Grilled Pork Loin With Southwestern Pesto Sauce
- 1/2 teaspoon finely-shredded lime peel
- 1/4 cup lime juice
- 1 tablespoon cooking oil
- 2 garlic cloves minced
- 3 tablespoons snipped fresh cilantro
- 1 teaspoon coarsely-ground black pepper
- 1/4 teaspoon salt
- 2 pounds boneless pork top loin roast
- SOUTHWESTERN PESTO SAUCE:
- 4 ounces grated parmesean cheese
- 2 garlic cloves peeled
- 1 jalapeño pepper seeded, and cut into quarters
- 2 cans diced green chiles - (4 oz ea) drained
- 3/4 cup pine nuts
- 1/4 cup fresh parsley sprigs - (lightly-packed)

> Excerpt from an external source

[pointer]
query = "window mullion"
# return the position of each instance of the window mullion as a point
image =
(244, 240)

- 1/4 cup fresh cilantro leaves - (lightly-packed)
- 2 tablespoons olive oil
Roast: Combine lime peel, lime juice, oil, garlic, cilantro, pepper and salt. Place pork roast in a plastic bag set into a deep bowl. Pour marinade over meat in the bag. Seal bag, turn to coat well. marinate in the refrigerator overnight, turning occasionally.
Remove meat from bag, reserve marinade. Grill over medium heat on roast rack over drip pan approximately 1 to 1 1/2 hours or until meat thermometer registers 160 to 170 degrees, brushing occasionally with the reserved marinade. Serve with the Southwestern Pesto Sauce.

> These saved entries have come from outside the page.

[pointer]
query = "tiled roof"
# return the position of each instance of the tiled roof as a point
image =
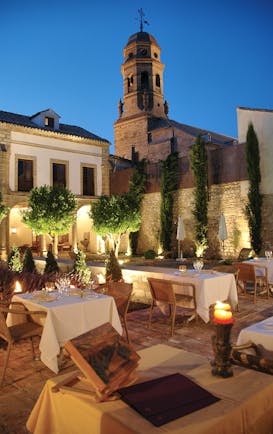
(219, 139)
(25, 121)
(255, 109)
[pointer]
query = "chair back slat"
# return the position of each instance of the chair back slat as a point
(121, 292)
(246, 272)
(4, 330)
(161, 290)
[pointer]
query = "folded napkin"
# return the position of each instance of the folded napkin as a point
(167, 398)
(44, 297)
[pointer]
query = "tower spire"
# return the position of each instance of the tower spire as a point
(141, 19)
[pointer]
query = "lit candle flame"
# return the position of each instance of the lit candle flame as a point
(101, 278)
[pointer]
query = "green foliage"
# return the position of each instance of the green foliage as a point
(149, 254)
(133, 239)
(80, 269)
(14, 259)
(114, 216)
(28, 262)
(254, 206)
(169, 181)
(3, 209)
(113, 271)
(119, 214)
(137, 186)
(52, 210)
(51, 264)
(198, 160)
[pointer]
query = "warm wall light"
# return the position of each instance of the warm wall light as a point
(17, 287)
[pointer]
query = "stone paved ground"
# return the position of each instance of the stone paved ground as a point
(25, 378)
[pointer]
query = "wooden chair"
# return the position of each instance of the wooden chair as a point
(26, 330)
(121, 292)
(244, 254)
(250, 280)
(162, 291)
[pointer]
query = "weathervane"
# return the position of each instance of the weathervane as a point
(141, 20)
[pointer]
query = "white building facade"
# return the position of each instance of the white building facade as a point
(39, 150)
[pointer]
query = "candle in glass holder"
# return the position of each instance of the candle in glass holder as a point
(223, 316)
(221, 306)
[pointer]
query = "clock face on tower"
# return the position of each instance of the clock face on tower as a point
(142, 51)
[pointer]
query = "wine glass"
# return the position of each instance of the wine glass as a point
(268, 254)
(198, 265)
(183, 268)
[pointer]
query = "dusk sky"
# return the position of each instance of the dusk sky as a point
(67, 55)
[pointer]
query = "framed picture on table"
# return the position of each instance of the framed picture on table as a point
(106, 361)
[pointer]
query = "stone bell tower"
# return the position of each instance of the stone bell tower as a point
(143, 97)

Southwestern Pesto Sauce: Place garlic, and jalepeño in a blender container or food processor bowl. Cover and blend or process until finely grated. Add chile peppers, nuts, parsley, cilantro. With machine running slowly, gradually add oil. Blend until nearly smooth. Add cheese and blend until just blended in. Set aside 1 cup for pork roast. Freeze remaining pesto for up to 1 month. (Makes 2 cups)
This recipe yields 4 servings; 6 carb grams per serving.